For the build issues, you just need a newer version of Cabana (0.6.1 or up to date master). I just opened a PR to give a clear error at configuration
For the run, I went ahead and updated the wiki page - exactly as you guessed, you can just add mpirun
Thank you! A quick follow up question (I'm not great at debugging MPI). I can confirm that I can ping the other host and can ssh into it from my launcher, but I'm getting an error. Here are details:
Here are my hosts
# cat hostlist.txt
metricset-sample-l-0-0.ms.default.svc.cluster.local
metricset-sample-w-0-0.ms.default.svc.cluster.local
Ping works to the worker (w) node
# ping metricset-sample-w-0-0.ms.default.svc.cluster.local
PING metricset-sample-w-0-0.ms.default.svc.cluster.local (10.244.0.16) 56(84) bytes of data.
64 bytes from metricset-sample-w-0-0.ms.default.svc.cluster.local (10.244.0.16): icmp_seq=1 ttl=63 time=0.097 ms
64 bytes from metricset-sample-w-0-0.ms.default.svc.cluster.local (10.244.0.16): icmp_seq=2 ttl=63 time=0.058 ms
64 bytes from metricset-sample-w-0-0.ms.default.svc.cluster.local (10.244.0.16): icmp_seq=3 ttl=63 time=0.050 ms
^C
mpirun spits out this error
# mpirun --hostfile ./hostlist.txt --allow-run-as-root -N 2 ./DamBreak 0.05 2 0 0.001 1.0 50 serial
ssh: Could not resolve hostname metricset-sample-w-0-0: Temporary failure in name resolution
--------------------------------------------------------------------------
ORTE was unable to reliably start one or more daemons.
This usually is caused by:
* not finding the required libraries and/or binaries on
one or more nodes.

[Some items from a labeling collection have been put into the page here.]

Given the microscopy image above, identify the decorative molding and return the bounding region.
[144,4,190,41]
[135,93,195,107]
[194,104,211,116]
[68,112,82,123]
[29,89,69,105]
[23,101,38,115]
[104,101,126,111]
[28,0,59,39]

Please check your PATH and LD_LIBRARY_PATH
settings, or configure OMPI with --enable-orterun-prefix-by-default
* lack of authority to execute on one or more specified nodes.
Please verify your allocation and authorities.
* the inability to write startup files into /tmp (--tmpdir/orte_tmpdir_base).
Please check with your sys admin to determine the correct location to use.
* compilation of the orted with dynamic libraries when static are required
(e.g., on Cray). Please check your configure cmd line and consider using
one of the contrib/platform definitions for your system type.
* an inability to create a connection back to mpirun due to a
lack of common network interfaces and/or no route found between
them. Please check network connectivity (including firewalls
and network routing requirements).
--------------------------------------------------------------------------
ssh to the other host works too!
root@metricset-sample-l-0-0:/opt/exaMPM/build/examples# ssh metricset-sample-w-0-0.ms.default.svc.cluster.local
Welcome to Ubuntu 22.04.3 LTS (GNU/Linux 6.2.0-37-generic x86_64)
* Documentation: https://help.ubuntu.com
* Management: https://landscape.canonical.com
* Support: https://ubuntu.com/advantage
This system has been minimized by removing packages and content that are
not required on a system that users do not log into.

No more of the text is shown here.